Some of you may know that I was involved in an effort to climb Mt. Denali (McKinley)
with a group of disabled veterans. Details about the trip can be found here:
I was forced through the wise decision-making of our guide, Kirby Senden
, to abandon the climb on the 14th of June, having reached just over 16k feet and the top of the fixed lines (what I viewed as my major challenge) during our forward carry up there, on suspicion of my potential to develop (but not actual) high altitude pulmonary edema (HAPE
) if I were to go higher. I've coined this potential "Statutory HAPE" (sorry--groan if you need to; please don't be offended). It's surprising that after all of this, the difficulty that forced me off the mountain was not arm-related.
Not knowing how much longer the climb would take (the team left for high camp with a week's worth of food), and being able to offer no more than moral support, I elected to catch a "ride" (under my own power) off the mountain with Leighan from AMS and Tyler from RMI (another guide service). I stayed at 14 camp another night before leaving, not really feeling all that bad, and left the evening after the rest of the team left for 17 camp.
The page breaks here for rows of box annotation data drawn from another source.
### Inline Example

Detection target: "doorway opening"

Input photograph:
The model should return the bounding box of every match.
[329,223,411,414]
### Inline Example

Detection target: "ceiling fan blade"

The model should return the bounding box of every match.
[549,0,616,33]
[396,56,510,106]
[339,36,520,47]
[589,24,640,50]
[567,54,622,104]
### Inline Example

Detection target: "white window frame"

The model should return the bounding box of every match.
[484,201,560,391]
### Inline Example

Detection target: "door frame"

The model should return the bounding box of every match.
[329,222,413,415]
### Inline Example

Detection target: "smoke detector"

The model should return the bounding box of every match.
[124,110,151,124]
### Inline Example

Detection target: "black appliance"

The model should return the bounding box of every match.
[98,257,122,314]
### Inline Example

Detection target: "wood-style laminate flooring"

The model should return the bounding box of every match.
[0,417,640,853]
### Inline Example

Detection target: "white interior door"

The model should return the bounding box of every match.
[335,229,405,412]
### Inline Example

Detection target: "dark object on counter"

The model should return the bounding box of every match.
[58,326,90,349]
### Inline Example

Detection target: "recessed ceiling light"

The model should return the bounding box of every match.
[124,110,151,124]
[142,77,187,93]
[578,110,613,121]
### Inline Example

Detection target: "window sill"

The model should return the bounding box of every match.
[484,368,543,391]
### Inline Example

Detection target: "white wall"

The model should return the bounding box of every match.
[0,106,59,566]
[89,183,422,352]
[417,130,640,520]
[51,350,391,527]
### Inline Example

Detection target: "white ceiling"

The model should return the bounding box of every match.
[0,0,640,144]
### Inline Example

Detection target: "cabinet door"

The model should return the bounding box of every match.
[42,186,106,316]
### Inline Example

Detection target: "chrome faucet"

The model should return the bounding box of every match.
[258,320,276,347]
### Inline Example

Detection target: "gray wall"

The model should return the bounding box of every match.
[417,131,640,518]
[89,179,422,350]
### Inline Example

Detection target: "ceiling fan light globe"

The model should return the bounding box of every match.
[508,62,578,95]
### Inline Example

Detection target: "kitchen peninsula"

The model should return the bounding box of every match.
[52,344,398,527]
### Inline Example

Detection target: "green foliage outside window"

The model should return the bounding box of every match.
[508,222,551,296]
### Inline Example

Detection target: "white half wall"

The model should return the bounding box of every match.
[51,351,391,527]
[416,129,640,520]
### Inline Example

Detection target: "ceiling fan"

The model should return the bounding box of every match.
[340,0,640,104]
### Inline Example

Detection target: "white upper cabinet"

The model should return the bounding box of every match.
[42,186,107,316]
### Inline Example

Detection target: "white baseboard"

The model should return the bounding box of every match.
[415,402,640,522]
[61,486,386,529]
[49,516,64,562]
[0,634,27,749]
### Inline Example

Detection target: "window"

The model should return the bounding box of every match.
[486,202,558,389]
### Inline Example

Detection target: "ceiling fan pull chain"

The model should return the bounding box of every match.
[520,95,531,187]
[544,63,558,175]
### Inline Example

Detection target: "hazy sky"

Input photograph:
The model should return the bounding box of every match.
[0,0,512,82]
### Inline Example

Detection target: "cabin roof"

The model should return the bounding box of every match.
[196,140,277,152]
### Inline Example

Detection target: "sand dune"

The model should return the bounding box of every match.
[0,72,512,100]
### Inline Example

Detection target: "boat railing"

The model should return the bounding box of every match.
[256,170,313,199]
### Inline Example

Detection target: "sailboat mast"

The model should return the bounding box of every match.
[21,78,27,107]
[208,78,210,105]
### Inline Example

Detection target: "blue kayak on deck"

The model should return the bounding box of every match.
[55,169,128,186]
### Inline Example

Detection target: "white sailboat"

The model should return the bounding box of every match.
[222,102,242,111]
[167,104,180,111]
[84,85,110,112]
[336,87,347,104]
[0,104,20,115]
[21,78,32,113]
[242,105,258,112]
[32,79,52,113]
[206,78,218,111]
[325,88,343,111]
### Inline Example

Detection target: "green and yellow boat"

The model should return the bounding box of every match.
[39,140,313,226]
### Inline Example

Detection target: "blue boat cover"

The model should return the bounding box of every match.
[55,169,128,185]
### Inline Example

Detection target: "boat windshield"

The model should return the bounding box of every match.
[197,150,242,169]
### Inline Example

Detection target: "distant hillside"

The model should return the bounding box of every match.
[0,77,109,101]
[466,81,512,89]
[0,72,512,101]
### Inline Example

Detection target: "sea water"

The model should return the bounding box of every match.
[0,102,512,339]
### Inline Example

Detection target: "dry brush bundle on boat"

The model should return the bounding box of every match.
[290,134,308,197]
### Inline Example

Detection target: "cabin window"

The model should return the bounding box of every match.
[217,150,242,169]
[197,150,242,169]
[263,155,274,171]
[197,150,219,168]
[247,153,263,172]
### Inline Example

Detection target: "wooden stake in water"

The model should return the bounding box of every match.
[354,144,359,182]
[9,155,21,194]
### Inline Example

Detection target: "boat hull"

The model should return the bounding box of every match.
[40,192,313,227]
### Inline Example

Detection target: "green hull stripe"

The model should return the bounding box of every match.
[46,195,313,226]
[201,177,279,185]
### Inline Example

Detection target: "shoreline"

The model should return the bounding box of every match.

Descent improved things further, and I felt even better pretty quickly. After a marathon descent from 14 camp to base camp from 8 pm to 5 am or so the next morning, a plane ride off the mountain, a caribou burger and beer in Talkeetna, drive to Anchorage and flight to RDU, I found myself surreally back in Durham, NC, by the evening of the 15th, feeling a little like I'd been kicked out of school. I was able to pick my son up from basketball camp yesterday night (the 15th).
The Spot tracker for the team is located here
, but there are blog updates (and links on that page as well) to updates from the DoD at Defenselink
, and from the Alaska Mountaineering School,
our guide service.
Wondering what any of this has to do with Open Prosthetics? The arm I used, made by myself and the Duke prosthetists (contracted by the VA), was based on some prototypes I'd made for the DARPA RP2009 project. What I learned from testing on the trip I'd like to put into the final generation suspension prototype, all of which will be wrapped up with RP2009 this calendar year, and which we can hopefully figure out a way to incorporate into commercially available arms as soon as possible.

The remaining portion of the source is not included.